C'était le temps où l'on nous signalait que, n'ayant pas, ou rarement, la priorité, de nombreux trains de marchandises étaient quotidiennement arrêtés, calés, retardés ou même égarés. De ce fait, nous aurions pu, à la manière proustienne, intituler notre investigation « A la recherche du train perdu »...
Notre mission était d'analyser la stratégie de développement du fret ferroviaire, de dresser une synthèse des attentes des clients, d'évaluer l'organisation des outils de production et d'adapter les capacités d'infrastructures. Nous avions donné à notre rapport un titre symbolique : Fret ferroviaire français : la nouvelle bataille du rail.

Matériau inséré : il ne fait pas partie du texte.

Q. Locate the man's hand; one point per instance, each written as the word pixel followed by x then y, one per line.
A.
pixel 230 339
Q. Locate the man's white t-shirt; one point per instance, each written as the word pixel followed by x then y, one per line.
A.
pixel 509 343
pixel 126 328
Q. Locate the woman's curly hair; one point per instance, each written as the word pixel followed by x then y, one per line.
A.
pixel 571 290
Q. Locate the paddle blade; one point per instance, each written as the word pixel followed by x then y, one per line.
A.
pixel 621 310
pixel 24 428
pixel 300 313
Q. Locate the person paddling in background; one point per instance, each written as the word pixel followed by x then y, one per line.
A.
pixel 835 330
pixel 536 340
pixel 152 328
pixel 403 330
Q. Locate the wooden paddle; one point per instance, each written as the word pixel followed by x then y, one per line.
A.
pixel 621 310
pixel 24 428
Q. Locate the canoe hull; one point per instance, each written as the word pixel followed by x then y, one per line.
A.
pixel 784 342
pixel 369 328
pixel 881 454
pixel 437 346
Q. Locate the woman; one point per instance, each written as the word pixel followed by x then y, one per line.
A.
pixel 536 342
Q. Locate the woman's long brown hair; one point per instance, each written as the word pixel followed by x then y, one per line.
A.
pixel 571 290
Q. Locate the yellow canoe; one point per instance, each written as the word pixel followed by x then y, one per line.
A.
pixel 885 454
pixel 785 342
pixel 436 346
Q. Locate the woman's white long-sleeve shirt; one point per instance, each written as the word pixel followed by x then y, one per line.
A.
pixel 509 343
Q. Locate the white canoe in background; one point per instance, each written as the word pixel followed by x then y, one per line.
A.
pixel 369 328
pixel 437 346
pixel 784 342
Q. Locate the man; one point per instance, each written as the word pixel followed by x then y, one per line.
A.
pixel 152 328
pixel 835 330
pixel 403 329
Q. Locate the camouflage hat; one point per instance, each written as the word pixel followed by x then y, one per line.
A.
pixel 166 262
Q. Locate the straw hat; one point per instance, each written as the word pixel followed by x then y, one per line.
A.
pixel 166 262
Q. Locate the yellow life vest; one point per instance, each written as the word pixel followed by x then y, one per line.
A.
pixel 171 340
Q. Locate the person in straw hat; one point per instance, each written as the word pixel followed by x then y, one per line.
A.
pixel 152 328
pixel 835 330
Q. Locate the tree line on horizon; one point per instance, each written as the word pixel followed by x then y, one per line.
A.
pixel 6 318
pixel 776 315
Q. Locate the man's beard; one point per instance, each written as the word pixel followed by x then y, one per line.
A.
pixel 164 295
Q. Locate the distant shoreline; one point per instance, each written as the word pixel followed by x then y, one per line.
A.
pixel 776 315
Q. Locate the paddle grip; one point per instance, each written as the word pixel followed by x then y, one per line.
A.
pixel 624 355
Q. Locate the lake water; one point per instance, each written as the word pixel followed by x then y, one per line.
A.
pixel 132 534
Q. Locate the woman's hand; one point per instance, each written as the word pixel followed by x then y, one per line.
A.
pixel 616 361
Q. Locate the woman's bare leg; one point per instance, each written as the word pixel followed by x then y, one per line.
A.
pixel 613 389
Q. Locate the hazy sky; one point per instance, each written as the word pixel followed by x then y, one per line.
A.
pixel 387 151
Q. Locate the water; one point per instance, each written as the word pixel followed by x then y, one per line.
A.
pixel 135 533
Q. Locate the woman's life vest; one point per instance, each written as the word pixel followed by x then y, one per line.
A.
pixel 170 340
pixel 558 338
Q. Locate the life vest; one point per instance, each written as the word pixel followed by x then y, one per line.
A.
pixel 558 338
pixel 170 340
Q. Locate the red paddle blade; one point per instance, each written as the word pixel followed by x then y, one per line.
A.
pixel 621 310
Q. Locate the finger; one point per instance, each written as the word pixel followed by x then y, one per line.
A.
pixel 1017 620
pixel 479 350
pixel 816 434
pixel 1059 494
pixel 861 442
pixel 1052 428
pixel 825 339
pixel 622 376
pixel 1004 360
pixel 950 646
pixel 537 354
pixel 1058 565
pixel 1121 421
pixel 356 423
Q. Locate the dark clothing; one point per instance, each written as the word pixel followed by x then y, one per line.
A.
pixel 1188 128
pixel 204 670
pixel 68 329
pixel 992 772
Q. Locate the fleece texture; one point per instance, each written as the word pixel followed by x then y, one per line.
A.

Ce rapport comportait constats et propositions : constat d'une activité en péril, avec un trafic en baisse et des résultats économiques et financiers affligeants, qui « plombent », nous l'avons dit, la SNCF ; constat que le fret était le parent pauvre de l'activité de la SNCF, loin de la priorité donnée au transport de voyageurs ; constat de la méfiance des clients qui, soumis à l'exigence des flux tendus, nous ont dit et redit qu'ils ne trouvaient pas, dans le service qu'on leur offrait, la ponctualité, la flexibilité, la régularité - le taux en est tombé à 77 % - et la fiabilité dont ils ont besoin, et qu'ils redoutaient de surcroît les conséquences préjudiciables des arrêts de travail nationaux ou locaux venant trop souvent perturber et paralyser le trafic.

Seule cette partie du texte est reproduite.